En s’éloignant de la vision, Uccello se rapproche bien sûr du faire, de l’acte pictural comme exploration du plan, d la surface. L’état d’inachèvement apparent est bien par contre un état de la surface comme champ d’action ; les corps plaqués sur les parois sont peut être la clef de cette tentation pour la muralité ; tentation paradoxale pour le champion de la perspective. Contradiction bien résolue puisque révélant l’aspect linéaire, unidimensionnel de la perspective, qui est bien une construction de points et de lignes ; il la révèle en toute clarté dans sa réalité bidimensionnelle et plane. Les allers et retours, cette dialectique, évoquent le flux et le reflux, jamais victorieux, recouvrant et découvrant, ne s’arrêtant jamais. L’image du déluge est encore cohérente avec cette notion de flux, d’autant plus que les figures respectives de     Noë et de la colombe de la paix, apparaissent au sein même de cette scène, avant même l’engloutissement total ; vision contradictoire encore, le flux étant à peine abouti que déjà apparaît le signe du reflux, la colombe, se retrouvant donc par la même, menacée par le flux. Nous voilà dans une histoire sans fin, une boucle qui ne peut être achevée. Il suffit donc de flotter et l’oiseau de vénus, figure de la paix et de la beauté, ici réunies n’attend pas la fin des paroxysmes pour apparaître. Il survole la situation, au dessus des excès contradictoires. La paix comme la beauté, apparaissent donc trop tôt, inattendues. La beauté et la paix, pour Uccello, n’apparaissent donc pas au bout d’un processus, mais en cours de processus. Ceci est possible, à condition que toutes les forces soient libérées, débondées et non occultées, quelles que soient leurs logiques contradictoires.

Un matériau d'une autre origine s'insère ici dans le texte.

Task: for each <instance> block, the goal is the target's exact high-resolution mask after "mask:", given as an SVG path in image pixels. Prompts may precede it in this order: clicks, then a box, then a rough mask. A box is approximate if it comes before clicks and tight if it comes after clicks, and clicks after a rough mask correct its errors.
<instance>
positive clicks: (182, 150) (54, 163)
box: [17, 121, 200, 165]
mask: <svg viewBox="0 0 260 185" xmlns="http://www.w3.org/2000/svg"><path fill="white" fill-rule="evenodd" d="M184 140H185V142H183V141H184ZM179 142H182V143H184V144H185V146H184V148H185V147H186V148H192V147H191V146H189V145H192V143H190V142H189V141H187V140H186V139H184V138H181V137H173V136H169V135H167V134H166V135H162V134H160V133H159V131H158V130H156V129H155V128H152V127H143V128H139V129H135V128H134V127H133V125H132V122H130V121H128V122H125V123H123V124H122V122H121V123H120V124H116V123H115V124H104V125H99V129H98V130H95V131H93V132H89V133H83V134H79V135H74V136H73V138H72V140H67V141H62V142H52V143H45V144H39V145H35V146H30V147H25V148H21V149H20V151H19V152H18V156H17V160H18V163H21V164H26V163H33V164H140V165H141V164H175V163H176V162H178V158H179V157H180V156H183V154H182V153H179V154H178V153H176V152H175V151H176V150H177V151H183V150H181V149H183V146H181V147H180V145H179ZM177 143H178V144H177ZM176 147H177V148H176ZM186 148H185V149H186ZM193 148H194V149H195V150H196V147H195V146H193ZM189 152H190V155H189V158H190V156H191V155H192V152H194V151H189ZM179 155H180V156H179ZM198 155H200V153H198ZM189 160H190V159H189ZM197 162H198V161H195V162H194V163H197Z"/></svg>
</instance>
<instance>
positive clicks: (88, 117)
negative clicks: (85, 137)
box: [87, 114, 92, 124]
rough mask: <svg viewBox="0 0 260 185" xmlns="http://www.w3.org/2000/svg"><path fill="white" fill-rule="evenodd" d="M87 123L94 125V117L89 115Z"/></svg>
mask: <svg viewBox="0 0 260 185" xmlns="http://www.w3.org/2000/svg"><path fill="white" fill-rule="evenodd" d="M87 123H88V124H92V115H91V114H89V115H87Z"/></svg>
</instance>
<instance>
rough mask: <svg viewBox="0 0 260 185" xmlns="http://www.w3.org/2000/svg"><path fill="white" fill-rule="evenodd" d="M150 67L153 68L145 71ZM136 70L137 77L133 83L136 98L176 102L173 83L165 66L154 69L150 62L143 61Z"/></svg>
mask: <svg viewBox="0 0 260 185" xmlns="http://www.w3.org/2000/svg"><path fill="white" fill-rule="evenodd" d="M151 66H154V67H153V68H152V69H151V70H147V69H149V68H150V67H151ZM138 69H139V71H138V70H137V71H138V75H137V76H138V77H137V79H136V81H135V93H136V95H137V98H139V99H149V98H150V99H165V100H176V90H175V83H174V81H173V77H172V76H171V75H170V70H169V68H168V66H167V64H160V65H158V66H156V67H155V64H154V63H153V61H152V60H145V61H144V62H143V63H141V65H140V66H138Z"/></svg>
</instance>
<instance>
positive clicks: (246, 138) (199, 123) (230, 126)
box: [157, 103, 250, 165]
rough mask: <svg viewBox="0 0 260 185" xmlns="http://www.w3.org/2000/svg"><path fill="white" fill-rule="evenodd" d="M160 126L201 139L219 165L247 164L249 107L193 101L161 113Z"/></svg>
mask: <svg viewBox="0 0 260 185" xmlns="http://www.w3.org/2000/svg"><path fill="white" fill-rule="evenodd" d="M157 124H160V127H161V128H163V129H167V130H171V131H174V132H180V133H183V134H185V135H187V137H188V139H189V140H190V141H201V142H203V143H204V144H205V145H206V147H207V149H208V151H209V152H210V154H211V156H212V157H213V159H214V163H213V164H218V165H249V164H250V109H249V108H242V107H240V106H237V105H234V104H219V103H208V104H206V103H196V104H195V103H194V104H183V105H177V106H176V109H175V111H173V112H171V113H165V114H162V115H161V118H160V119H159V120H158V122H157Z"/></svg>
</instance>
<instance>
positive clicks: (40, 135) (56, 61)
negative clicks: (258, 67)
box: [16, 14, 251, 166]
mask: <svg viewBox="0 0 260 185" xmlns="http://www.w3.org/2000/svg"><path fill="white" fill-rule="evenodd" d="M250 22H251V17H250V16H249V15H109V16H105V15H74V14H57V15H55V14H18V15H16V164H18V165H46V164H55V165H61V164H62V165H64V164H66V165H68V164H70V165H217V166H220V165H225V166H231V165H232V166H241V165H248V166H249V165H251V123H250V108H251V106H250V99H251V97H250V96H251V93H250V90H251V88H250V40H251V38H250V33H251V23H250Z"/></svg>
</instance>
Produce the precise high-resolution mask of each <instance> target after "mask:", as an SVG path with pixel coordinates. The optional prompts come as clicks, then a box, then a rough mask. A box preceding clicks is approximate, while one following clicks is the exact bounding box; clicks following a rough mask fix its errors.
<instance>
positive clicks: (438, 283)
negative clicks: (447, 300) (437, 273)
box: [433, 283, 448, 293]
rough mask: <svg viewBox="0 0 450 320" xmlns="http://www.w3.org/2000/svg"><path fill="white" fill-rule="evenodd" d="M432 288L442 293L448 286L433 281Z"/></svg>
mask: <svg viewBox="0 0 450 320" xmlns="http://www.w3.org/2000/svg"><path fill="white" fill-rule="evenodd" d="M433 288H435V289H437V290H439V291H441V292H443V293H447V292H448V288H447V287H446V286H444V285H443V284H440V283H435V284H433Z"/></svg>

Mais comme Noë sait voir le signe de la colombe et lui tendre la main, l’artiste doit savoir reconnaître le moment ou la beauté émerge, quand bien même plus tôt ou plus tard que prévu.

Voilà sans doute la question de l’inachèvement ici illustrée. La seule forme et figure achevée par Uccello dans la bataille comme ici dans le déluge, c’est le mazzocchio. Bouée en perspective qui seule résiste au flux et reflux des flots et des combats. L e mazzocchio est plein et creux, rond et carré à la fois par ses damiers, fini et infini (le tore de la géométrie dans l’espace- figure des plus complexe), plan et en relief..Seule figure suffisamment complexe pour méritée d’être représentée car informant par son apparence sur sa complexité. Elle est digne d’être dessinée, peinte et achevée ; c’est cette bouée qui lui permet de se reposer des paradoxes incessants de la peinture. Jean Louis Scheffer écrit que le mazzocchio «  il retient à lui seul la dispersion d’une fonction dénotative sur l’ensemble des figures…seule figure qui tienne l’ensemble des figures, elle bouche comme un tampon leur sémiorragie3 (Galilée, p. 93). Tant il est vrai que les figures inachevées d’Uccello, ne peuvent être lues ; à peine émergeantes sont elles vidées de substance, d’autonomie. «  la fresque d’Uccello présente ou plus exactement régit un état de désorganisation des corps…dévêtus, estompés, enfoncés, pris dans une gangue liquide, tronqués soumis à des degrés d’effacement, de gommage.. » (p.12) , «  .cette scène es une scène d’effacement du travail de l’anatomie qui semble glisser dans la figuration, la révélation d’une espèce de terreur des corps3 (p.13).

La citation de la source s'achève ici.